From 1907 he exhibited with the New English Art Club; and in 1911 he became a member of the Camden Town Group.  The Camden Town Group included Walter Sickert who was an influence on Innes's art, and Augustus John with whom Innes became friends.
In 1911 he had a two-man exhibition with Eric Gill at the Chenil Gallery, London: "Sculptures by Mr Eric Gill and Landscapes by Mr J. D. Innes".
The Welsh politician and philanthropist Winifred Coombe Tennant (1874–1956) was an important patron of his work. In 1913 Innes exhibited in the influential Armory Show in New York City, Chicago and Boston.[3]
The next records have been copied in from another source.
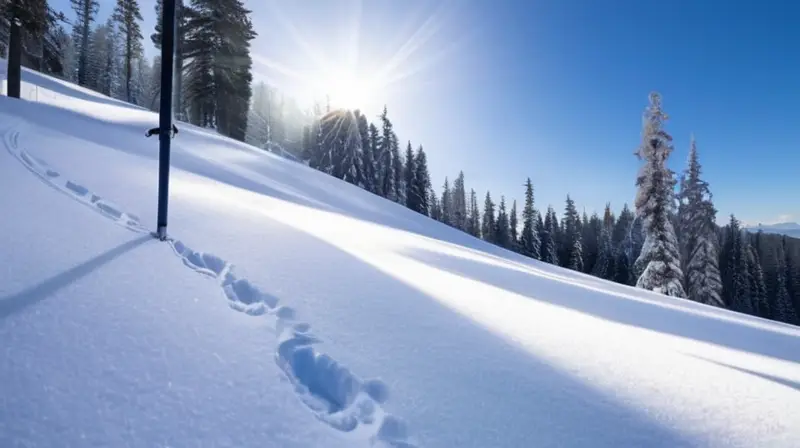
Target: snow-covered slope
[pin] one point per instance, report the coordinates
(785, 228)
(293, 309)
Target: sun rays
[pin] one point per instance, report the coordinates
(353, 74)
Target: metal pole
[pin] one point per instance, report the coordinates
(14, 60)
(165, 114)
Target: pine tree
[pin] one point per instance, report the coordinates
(86, 12)
(697, 218)
(604, 266)
(422, 181)
(530, 244)
(502, 232)
(758, 287)
(435, 207)
(447, 203)
(127, 16)
(183, 49)
(783, 309)
(367, 152)
(377, 162)
(217, 36)
(410, 172)
(659, 261)
(573, 255)
(397, 173)
(512, 221)
(488, 223)
(550, 242)
(474, 221)
(736, 287)
(459, 198)
(386, 161)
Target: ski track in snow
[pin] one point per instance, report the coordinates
(328, 389)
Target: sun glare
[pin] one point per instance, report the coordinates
(345, 90)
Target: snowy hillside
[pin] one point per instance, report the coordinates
(295, 310)
(786, 228)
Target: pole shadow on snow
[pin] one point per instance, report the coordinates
(619, 309)
(297, 185)
(512, 397)
(17, 302)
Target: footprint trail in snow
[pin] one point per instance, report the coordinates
(328, 389)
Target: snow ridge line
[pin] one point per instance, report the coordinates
(334, 394)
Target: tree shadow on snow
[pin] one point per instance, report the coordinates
(17, 302)
(614, 308)
(455, 382)
(261, 173)
(775, 379)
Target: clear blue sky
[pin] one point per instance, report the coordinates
(555, 90)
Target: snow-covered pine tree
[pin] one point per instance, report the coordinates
(422, 181)
(488, 223)
(127, 16)
(183, 49)
(697, 217)
(435, 207)
(104, 63)
(409, 175)
(447, 203)
(377, 162)
(86, 12)
(459, 203)
(502, 233)
(736, 287)
(783, 310)
(573, 248)
(474, 220)
(758, 287)
(530, 244)
(140, 84)
(604, 265)
(659, 261)
(397, 173)
(386, 161)
(367, 152)
(513, 224)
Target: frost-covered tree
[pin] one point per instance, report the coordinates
(422, 181)
(459, 203)
(447, 203)
(375, 171)
(783, 309)
(502, 232)
(573, 247)
(530, 244)
(409, 175)
(513, 223)
(86, 13)
(367, 154)
(474, 219)
(697, 217)
(659, 261)
(488, 223)
(385, 159)
(127, 16)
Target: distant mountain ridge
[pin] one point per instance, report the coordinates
(783, 228)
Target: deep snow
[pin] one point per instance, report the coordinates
(293, 309)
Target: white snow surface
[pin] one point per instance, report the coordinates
(294, 310)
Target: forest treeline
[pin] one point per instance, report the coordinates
(668, 241)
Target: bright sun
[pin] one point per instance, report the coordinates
(345, 89)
In 1911 and 1912 he spent some time painting with Augustus John around Arenig Fawr in the Arenig valley in North Wales(see above); but much of his work was done overseas, mainly in France (1908–1913), notably at Collioure, but also in Spain (1913) and Morocco (1913) – foreign travel having been prescribed after he was diagnosed with tuberculosis. Eventually, on 22 August 1914, at the age of twenty-seven, he died of the disease at a nursing home in Swanley, Kent.
In 2014 an exhibition of Innes' works was staged at the National Museum of Wales, Cardiff.